Containers, such as Docker, are slightly different. Containers typically contain a single app or microservice, alongside the various runtime libraries they need to run. Importantly, they do not contain an operating system and they do not need a hypervisor to run – they run on a shared engine kernel, thus effectively operating on bare metal.
More details on the differences are covered in, Containers vs VM & Virtual Machines | eG Innovations, information on when you may choose to use Containers vs. Virtual Machines (VM) is also covered.
Containers are strictly defined, and as such, how they can communicate can be very tightly controlled and limited, so applications can be built for very specific tasks, which are only allowed to communicate with a very restricted audience. This type of architecture allows for microservices, which are inherently very secure and scalable. Containers support small, very specific applications which can do very bespoke tasks and provide very specific services (e.g., order a bank statement for a customer). Microservice architectures have a vast array of benefits: low attack surface, so it’s secure; clearly defined functionality, so ownership and maintenance can be easier.
There are of course security considerations around containers particularly when used at scale and there are some best practices to enhance container security around:
Popular monitoring choices for gaining visibility into containers include: Prometheus, Grafana, Datadog, eG Enterprise, New Relic, Dynatrace, Sysdig Monitor, AppDynamics, Instana, Splunk, Elastic Stack (Elasticsearch, Logstash, Kibana) and more.
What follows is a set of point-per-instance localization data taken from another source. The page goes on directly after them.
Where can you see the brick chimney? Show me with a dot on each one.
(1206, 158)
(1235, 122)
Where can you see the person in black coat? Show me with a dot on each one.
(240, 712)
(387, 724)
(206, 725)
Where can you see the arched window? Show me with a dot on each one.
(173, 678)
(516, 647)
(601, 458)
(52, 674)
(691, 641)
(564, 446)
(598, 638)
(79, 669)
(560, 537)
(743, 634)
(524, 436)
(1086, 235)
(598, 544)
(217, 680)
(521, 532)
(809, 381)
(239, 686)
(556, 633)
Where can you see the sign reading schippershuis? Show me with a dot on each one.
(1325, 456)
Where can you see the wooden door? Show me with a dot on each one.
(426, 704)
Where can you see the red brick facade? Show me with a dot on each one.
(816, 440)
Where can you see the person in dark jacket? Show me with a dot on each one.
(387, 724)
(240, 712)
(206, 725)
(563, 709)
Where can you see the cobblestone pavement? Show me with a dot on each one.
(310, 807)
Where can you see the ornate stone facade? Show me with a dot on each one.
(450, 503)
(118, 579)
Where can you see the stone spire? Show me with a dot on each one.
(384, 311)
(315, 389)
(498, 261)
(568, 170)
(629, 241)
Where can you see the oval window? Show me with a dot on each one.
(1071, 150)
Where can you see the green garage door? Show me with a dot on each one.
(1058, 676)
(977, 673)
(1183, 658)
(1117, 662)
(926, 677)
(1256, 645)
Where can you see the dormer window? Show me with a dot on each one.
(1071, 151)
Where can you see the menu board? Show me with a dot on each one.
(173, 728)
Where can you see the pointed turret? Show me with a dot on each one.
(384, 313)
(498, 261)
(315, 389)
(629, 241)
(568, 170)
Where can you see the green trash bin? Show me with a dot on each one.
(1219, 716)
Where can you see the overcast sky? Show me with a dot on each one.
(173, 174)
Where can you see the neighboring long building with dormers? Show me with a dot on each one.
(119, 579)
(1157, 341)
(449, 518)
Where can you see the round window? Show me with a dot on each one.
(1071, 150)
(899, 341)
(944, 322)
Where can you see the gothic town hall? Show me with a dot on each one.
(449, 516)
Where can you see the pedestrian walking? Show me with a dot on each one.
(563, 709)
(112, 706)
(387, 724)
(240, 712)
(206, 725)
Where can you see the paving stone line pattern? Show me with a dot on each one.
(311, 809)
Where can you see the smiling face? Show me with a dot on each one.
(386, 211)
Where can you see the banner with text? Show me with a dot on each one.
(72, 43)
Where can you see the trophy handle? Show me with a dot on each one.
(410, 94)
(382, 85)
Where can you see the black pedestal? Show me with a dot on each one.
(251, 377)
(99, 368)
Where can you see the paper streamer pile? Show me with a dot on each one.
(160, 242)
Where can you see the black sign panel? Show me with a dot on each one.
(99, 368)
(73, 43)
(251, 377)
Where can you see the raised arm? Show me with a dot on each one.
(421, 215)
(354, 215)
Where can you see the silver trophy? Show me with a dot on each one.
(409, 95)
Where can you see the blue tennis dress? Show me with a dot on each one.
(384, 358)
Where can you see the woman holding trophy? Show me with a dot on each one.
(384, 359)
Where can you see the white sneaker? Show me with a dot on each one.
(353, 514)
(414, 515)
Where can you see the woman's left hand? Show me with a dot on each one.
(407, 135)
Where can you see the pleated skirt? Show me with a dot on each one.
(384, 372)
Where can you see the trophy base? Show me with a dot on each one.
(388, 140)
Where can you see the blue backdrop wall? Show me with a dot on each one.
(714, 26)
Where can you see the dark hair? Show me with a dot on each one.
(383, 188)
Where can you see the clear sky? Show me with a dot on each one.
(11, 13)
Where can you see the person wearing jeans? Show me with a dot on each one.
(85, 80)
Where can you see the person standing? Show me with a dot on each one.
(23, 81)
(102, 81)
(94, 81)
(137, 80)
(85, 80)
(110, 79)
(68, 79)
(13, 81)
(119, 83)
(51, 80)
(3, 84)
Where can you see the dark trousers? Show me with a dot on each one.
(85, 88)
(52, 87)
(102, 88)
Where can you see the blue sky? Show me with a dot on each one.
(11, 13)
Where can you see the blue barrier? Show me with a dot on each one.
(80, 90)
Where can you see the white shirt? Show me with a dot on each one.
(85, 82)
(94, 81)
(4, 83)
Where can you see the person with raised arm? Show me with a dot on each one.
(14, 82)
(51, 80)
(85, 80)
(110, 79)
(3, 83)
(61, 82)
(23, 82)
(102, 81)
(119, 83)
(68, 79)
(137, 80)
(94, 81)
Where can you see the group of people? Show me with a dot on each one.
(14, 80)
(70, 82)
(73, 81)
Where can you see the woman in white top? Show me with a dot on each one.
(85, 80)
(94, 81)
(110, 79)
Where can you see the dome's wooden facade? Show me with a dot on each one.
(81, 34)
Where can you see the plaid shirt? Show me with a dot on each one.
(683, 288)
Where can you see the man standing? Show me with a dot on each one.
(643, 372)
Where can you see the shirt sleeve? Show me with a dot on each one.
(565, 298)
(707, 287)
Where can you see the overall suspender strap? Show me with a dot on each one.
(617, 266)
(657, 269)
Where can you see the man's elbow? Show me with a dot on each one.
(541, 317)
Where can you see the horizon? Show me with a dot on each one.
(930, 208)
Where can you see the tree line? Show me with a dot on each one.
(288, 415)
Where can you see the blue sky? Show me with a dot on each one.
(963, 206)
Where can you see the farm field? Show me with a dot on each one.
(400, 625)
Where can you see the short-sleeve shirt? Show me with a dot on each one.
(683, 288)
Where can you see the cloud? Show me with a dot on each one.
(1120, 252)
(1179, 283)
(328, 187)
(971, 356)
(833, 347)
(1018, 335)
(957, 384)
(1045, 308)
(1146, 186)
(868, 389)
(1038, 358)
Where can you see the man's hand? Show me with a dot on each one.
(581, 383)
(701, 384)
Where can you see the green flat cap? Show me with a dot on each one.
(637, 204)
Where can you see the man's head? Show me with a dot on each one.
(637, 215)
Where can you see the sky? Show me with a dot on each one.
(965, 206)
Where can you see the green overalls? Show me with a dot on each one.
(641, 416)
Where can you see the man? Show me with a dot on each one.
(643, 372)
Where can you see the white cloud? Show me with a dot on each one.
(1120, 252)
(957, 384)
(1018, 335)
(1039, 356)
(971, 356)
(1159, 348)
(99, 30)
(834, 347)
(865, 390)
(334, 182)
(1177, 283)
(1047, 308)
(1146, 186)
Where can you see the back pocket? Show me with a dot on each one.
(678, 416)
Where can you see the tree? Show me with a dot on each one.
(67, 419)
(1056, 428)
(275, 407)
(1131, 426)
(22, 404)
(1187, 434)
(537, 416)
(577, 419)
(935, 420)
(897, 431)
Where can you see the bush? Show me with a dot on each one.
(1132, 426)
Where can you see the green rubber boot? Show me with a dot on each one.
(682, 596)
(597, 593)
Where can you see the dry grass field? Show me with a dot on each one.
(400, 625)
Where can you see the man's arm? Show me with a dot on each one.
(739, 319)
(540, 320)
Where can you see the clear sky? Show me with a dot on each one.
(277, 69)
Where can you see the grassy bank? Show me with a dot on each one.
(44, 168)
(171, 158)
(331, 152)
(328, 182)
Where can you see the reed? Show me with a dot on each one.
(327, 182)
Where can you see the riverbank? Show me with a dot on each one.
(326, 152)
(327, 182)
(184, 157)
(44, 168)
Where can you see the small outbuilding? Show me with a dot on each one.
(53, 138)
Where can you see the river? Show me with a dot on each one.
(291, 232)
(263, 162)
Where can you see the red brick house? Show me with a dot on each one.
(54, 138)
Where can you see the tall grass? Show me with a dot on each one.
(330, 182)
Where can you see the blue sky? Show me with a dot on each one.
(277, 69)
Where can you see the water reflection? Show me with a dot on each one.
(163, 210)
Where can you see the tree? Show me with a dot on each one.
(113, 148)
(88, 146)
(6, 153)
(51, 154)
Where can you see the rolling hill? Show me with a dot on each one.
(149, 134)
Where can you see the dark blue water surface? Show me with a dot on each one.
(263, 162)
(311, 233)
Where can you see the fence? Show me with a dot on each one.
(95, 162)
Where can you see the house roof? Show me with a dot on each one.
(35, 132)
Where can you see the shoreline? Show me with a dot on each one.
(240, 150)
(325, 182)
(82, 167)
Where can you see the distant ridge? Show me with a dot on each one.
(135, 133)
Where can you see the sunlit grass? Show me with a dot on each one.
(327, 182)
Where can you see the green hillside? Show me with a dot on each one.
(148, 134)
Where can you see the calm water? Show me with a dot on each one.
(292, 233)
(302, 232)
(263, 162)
Some of these are commercial products with enterprise support packages available and some are open-source / freeware options. The pros and cons of choosing open-source monitoring tools (including some of those specifically mentioned above) are covered, here: Top Freeware and Open-source IT Monitoring Tools.
A good container monitoring solution will allow monitoring in production and will auto-deploy monitoring within automation and orchestration frameworks.